Porém, se algumas participações são desperdiçadas (Kenneth Branagh chega apenas para dar peso ao tipo que tem em mãos, o cientista Niels Bohr, um dos gurus de Oppenheimer; ou Casey Affleck, que tem um trabalho de construção bastante sutil desprezado por uma edição que apela a um discurso expositivo e desnecessário), outras são ainda mais problemáticas, como o olhar dedicado às mulheres do protagonista, um viés tão enviesado que por momentos se aproxima da misoginia. Afinal, tanto Florence Pugh (Jean Tatlock, a primeira namorada) quanto Emily Blunt (Kitty, a esposa) enlouquecem (em alguns momentos, de forma literal) apenas por serem colocadas na presença presença de Oppie – e vamos concordar, Cillian Murphy pode ser tudo, menos um homem que exala sexualidade. A ele, que chega a ser chamado com todas as letras de “mulherengo”, nenhum esforço ou carisma é exigido. Mas, ao desprovê-las de contexto ou motivações – basta ele surgir na vida delas para que abandonem tudo, interesses ou envolvimentos prévios, para se jogarem ao seus pés – as oferece não mais do que a condição de adereços, como se influência alguma tivessem exercido no desenrolar dos acontecimentos.

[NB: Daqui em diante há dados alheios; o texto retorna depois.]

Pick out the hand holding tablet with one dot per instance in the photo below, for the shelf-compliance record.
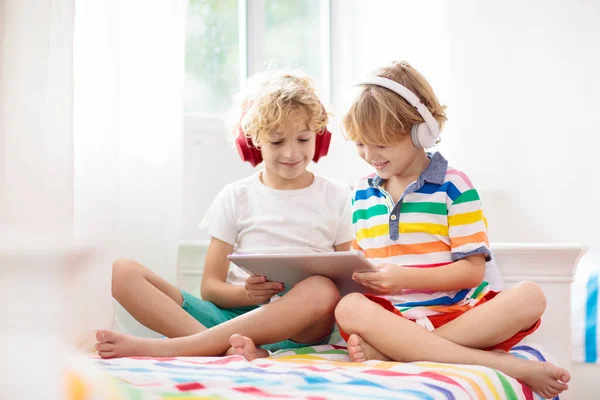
(293, 268)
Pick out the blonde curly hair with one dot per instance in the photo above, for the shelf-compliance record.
(274, 95)
(378, 116)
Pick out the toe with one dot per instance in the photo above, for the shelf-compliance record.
(104, 346)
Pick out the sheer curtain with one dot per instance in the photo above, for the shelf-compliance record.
(128, 140)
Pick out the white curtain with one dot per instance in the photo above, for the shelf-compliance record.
(36, 103)
(129, 70)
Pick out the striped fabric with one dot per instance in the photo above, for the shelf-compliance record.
(319, 372)
(438, 220)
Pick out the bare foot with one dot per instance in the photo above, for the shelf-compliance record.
(360, 351)
(114, 345)
(544, 378)
(244, 346)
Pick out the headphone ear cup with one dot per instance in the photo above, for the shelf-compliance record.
(322, 142)
(422, 137)
(246, 150)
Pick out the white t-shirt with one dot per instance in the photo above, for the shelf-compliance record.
(255, 218)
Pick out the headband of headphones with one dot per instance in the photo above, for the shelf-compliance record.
(423, 135)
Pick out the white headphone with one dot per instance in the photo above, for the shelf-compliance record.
(423, 135)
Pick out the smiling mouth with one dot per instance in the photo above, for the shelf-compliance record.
(379, 165)
(291, 165)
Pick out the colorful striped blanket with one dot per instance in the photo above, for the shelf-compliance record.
(585, 318)
(320, 372)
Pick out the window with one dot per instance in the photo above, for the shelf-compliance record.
(212, 55)
(227, 40)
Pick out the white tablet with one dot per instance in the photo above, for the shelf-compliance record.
(293, 268)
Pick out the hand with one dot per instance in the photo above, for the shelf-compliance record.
(260, 290)
(386, 280)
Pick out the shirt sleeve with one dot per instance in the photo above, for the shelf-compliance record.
(219, 221)
(345, 232)
(355, 246)
(467, 227)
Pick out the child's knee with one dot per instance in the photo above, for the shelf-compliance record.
(323, 295)
(122, 272)
(350, 307)
(533, 299)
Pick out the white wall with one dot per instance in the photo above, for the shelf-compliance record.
(519, 82)
(36, 102)
(526, 100)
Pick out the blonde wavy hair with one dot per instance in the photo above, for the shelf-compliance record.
(274, 95)
(378, 116)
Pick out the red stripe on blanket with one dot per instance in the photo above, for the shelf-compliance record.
(186, 387)
(258, 392)
(431, 375)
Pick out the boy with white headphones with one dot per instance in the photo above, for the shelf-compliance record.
(421, 223)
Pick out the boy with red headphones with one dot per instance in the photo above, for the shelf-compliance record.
(282, 208)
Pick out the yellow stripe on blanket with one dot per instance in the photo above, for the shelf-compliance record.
(475, 386)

Mas nem tudo são tropeços. Há acertos inegáveis, e se for para continuar nesse mesmo âmbito das atuações, é possível afirmar com tranquilidade que Cillian Murphy – um ator sempre elogiado, porém poucas vezes saudado como de fato tem feito por merecer – tem aqui uma das melhores atuações de toda a sua carreira. O homem que coloca em jogo, tão controverso quanto incisivo, é perturbado pelo que fez, mas também por tudo que o instiga a ir adiante. E ao contrário de muitos que o circundam – que a todo instante insistem em chamá-lo de “gênio”, “incrível” ou “excepcional”, como se isso já não fosse de conhecimento da plateia – opta por se resguardar na observação e numa análise distanciada dos acontecimentos que provoca. Eis uma reação que privilegia o racional, sem que, no entanto, um lado emotivo seja desprezado. Esse estudo, assim como o assustador trabalho de som – se a intenção foi provocar a mesma sensação de se estar dentro de uma bomba prestes a explodir, o resultado é mais do que bem-sucedido – são os pontos altos de uma obra satisfeita em explorar o caminho, sem dedicar a devida atenção aos eventos que os levaram até ali – e muito menos os reflexos após tal passagem. E ao se encerrar em si mesma, confirma-se como uma obra fria, congratulatória diante de tantos excessos, mas incapaz de dar um passo além do óbvio já esperado.